Those who saw him step onto the Ariston stage thought for a moment that Reinhold Messner had taken up singing.

If he had climbed it a few years later, such a hypothesis would not even have been considered. Before singing, in fact, he did not pronounce the famous mantra that the giant of Bressanone had been intoning for years before every high-altitude enterprise: 'ALTISIMA-PURISIMA-LEVISIMA'.

And in his past there were no Everest and Nanga Parbat, but long and healthy walks on the trails of his Trentino. Up there where you breathe the air and life is not empty, as the national Fornaciari would have sung.

At a certain point though... walk walk, breathe breathe, the Messner of the song was tired of walking. And he was almost out of breath from fatigue.

"We got tired, yes, we got tired of walking".

"On these black sands".

Then he descended to the seashore, where you also breathe the air (but indeed, of the sea) and life is not empty because you fill it by singing. And the sand isn't black, not even there. On the Riviera dei Fiori, precisely. At the Festivàl of Festivàls.

In a year, already extraordinary in itself. The first with pre-recorded tracks. The one in which Toto Cutugno won. The one in which Latte e Miele did not reach the final. The one with 'Contessa'. The one with 'Voglio l'erba voglio'.

To a Francesco Magni who dreamed of India smoking the grass from the King's garden, even though the King wasn't there because he had gone to Santa Fé for a coffee, the poet of Madonna di Campiglio responded with much wiser advice to the younger generations. And on a folk basis, he argued with impeccable clarity:

'Don't do drugs'

Not stopping at the fundamental assertion of his thesis but also specifying why you shouldn't do drugs. Which is the most important thing.

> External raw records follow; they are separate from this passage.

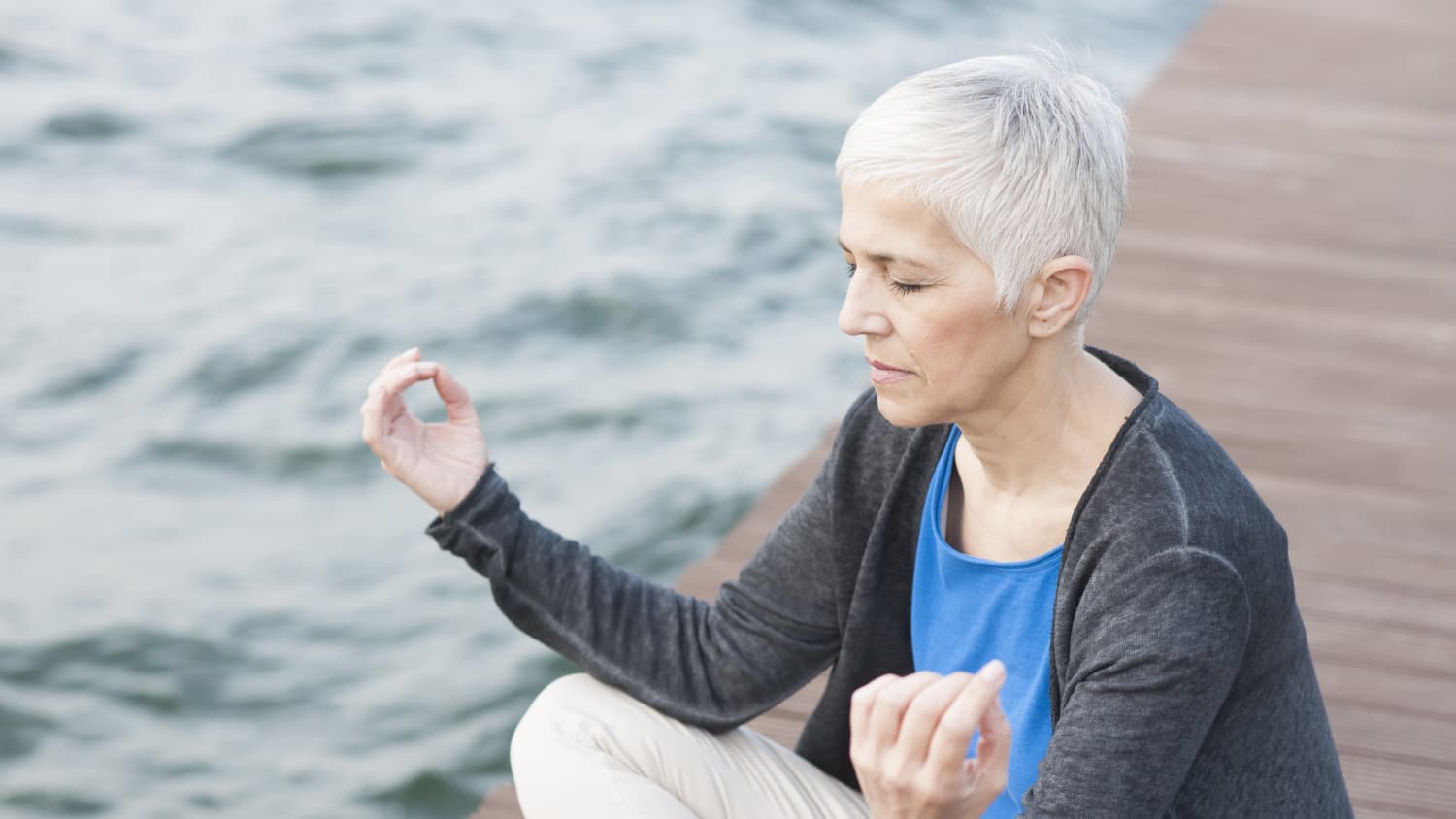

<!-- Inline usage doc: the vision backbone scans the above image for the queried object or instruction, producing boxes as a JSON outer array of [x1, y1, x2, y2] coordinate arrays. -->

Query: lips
[[865, 358, 910, 384]]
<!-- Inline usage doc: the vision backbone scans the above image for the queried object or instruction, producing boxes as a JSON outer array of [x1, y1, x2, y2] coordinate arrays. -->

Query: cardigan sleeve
[[425, 400, 874, 731], [1022, 547, 1260, 819]]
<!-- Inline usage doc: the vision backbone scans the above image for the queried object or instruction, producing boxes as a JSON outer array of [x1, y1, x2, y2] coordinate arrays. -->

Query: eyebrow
[[839, 239, 931, 271]]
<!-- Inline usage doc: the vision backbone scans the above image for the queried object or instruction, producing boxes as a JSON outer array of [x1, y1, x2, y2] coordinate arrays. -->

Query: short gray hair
[[835, 49, 1127, 327]]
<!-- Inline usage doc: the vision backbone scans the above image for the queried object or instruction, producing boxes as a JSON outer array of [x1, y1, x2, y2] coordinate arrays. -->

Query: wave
[[0, 627, 272, 716], [122, 437, 379, 484], [218, 114, 468, 181], [31, 346, 145, 402]]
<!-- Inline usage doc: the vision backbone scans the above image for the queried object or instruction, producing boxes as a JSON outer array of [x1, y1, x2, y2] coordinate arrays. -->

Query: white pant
[[512, 673, 870, 819]]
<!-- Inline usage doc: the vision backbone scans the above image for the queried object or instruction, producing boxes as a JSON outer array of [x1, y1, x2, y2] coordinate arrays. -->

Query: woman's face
[[839, 186, 1031, 426]]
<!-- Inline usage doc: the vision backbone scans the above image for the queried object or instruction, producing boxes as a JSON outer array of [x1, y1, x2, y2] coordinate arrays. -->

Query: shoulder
[[824, 388, 949, 518], [1076, 393, 1286, 574]]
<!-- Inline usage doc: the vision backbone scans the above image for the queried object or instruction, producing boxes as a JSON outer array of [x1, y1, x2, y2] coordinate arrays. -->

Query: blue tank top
[[910, 426, 1062, 819]]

'And if you do drugs, and if you do drugs you die'

That is: do drugs if you want. But I'm telling you what you're getting into.

Among other things, it’s not that you only die. If it were only dying... The issue is that you die badly.

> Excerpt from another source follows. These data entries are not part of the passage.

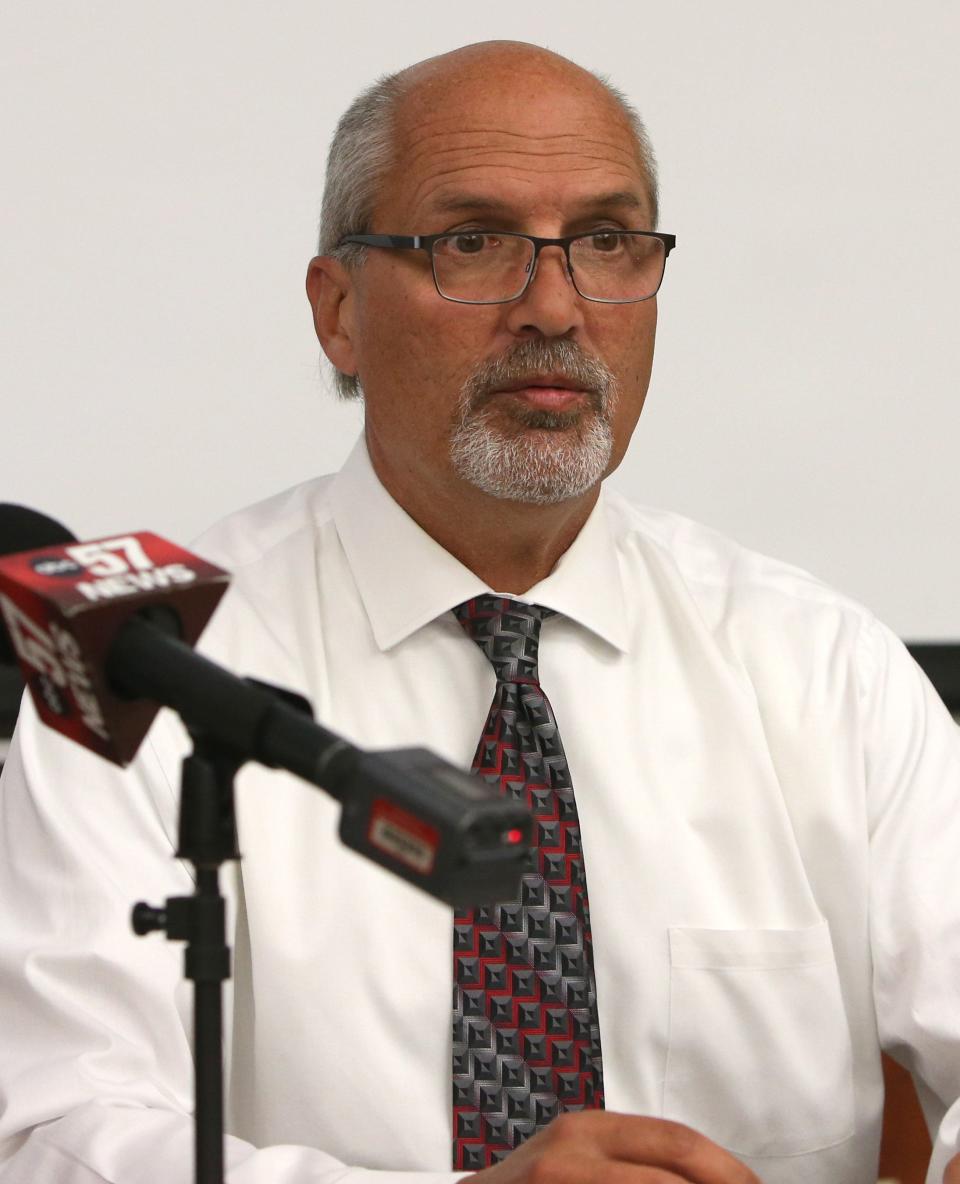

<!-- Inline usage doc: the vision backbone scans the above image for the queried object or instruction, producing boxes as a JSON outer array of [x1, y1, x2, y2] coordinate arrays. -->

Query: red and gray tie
[[453, 596, 604, 1171]]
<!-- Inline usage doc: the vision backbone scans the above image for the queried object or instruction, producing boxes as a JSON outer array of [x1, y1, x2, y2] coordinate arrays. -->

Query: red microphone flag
[[0, 532, 230, 765]]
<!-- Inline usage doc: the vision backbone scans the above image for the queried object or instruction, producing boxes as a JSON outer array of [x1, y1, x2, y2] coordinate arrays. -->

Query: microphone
[[0, 506, 533, 905]]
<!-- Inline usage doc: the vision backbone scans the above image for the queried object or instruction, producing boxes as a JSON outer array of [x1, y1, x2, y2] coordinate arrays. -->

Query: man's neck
[[371, 438, 600, 596]]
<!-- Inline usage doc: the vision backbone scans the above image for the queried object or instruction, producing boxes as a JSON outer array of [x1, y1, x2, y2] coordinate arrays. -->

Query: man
[[0, 43, 960, 1184]]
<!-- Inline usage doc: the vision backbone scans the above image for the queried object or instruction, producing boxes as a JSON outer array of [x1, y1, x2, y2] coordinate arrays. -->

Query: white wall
[[0, 0, 960, 639]]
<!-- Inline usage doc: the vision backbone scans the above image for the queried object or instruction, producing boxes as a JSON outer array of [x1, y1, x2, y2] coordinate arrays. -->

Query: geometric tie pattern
[[453, 594, 604, 1171]]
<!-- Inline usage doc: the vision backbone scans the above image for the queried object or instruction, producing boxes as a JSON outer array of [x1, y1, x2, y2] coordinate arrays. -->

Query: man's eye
[[589, 230, 623, 255], [446, 231, 490, 255]]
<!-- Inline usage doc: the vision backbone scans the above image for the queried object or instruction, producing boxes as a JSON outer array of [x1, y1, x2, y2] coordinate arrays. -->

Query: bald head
[[320, 41, 657, 397]]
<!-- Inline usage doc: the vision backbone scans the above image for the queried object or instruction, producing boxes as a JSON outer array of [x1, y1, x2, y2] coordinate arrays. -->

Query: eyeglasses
[[337, 229, 677, 304]]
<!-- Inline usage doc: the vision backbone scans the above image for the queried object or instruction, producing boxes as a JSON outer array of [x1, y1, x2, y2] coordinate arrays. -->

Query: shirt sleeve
[[0, 697, 464, 1184], [859, 618, 960, 1184]]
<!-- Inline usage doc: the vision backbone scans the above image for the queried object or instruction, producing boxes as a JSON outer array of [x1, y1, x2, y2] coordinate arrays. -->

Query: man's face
[[331, 58, 657, 502]]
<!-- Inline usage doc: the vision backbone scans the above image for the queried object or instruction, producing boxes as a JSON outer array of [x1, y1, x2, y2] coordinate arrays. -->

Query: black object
[[0, 502, 77, 672], [131, 729, 242, 1184], [906, 642, 960, 715]]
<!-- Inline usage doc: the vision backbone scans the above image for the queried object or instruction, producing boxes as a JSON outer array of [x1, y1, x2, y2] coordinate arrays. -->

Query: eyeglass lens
[[433, 231, 666, 304]]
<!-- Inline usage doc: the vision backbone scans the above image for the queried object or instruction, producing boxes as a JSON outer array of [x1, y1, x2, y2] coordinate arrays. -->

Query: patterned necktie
[[453, 596, 604, 1171]]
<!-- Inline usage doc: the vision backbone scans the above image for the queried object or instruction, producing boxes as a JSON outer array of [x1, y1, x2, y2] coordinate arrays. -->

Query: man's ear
[[307, 255, 356, 374]]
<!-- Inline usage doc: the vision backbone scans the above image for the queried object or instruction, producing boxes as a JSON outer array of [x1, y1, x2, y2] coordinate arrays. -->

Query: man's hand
[[472, 1111, 757, 1184]]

'And if you do drugs, and if you do drugs you drown'.

And you already imagine yourself inside a submarine where a leak has opened, with water now up to your throat and continuing to rise.

Not the yellow submarine of Beatles memory. Not colorful psychedelic fantasies. Lucy is not in the sky with diamonds, but drowned at the bottom of the sea. And under this sea there's no sun.

The warning was clear, the exhortation to choose life just as much. But most of the young people, who knows why, did not heed the wise advice. Perhaps they didn't even see him step onto the Ariston stage that evening. Who knows if they also went to Santa Fé for a coffee.

The jury didn't understand either: elimination without appeal. It didn't matter if those black sands, in the poet's intentions, should have made one think more of lead than opium.

For the record: Alberto Beltrami is still a DJ, writes music, and has composed - among other works - the soundtrack for the Vatican City Pavilion Expo 2015.

As far as I know, he never returned to Sanremo. But I think about him often. And when I do, they are always good thoughts.

I imagine him walking on his mountain paths, or jumping over the fence in an Olio Cuore advertisement, or at the table in one of those 80s ads all smiles (and TV songs), like Galletto Valle Spluga and similar. Or even, in one of those Diadora suits with geometric patterns, maybe blue or turquoise, or like the Italian National team uniform at Italia '90. The kind that came out on the weekend when Serie A played all on Sunday, and you waited for noon for tortellini, Maurizio Mosca, and the music of Guida al campionato. Yes, Alberto Beltrami has always made me think of a Diadora tracksuit.

Just as Battiato makes me think of a Persian rug, Gianni Bella of a pair of tricolor underwear, Zarrillo of a rose garden of blue roses.

While Reinhold Messner never thought about going to Sanremo. He who has the breath for it. And he hasn't yet tired of walking.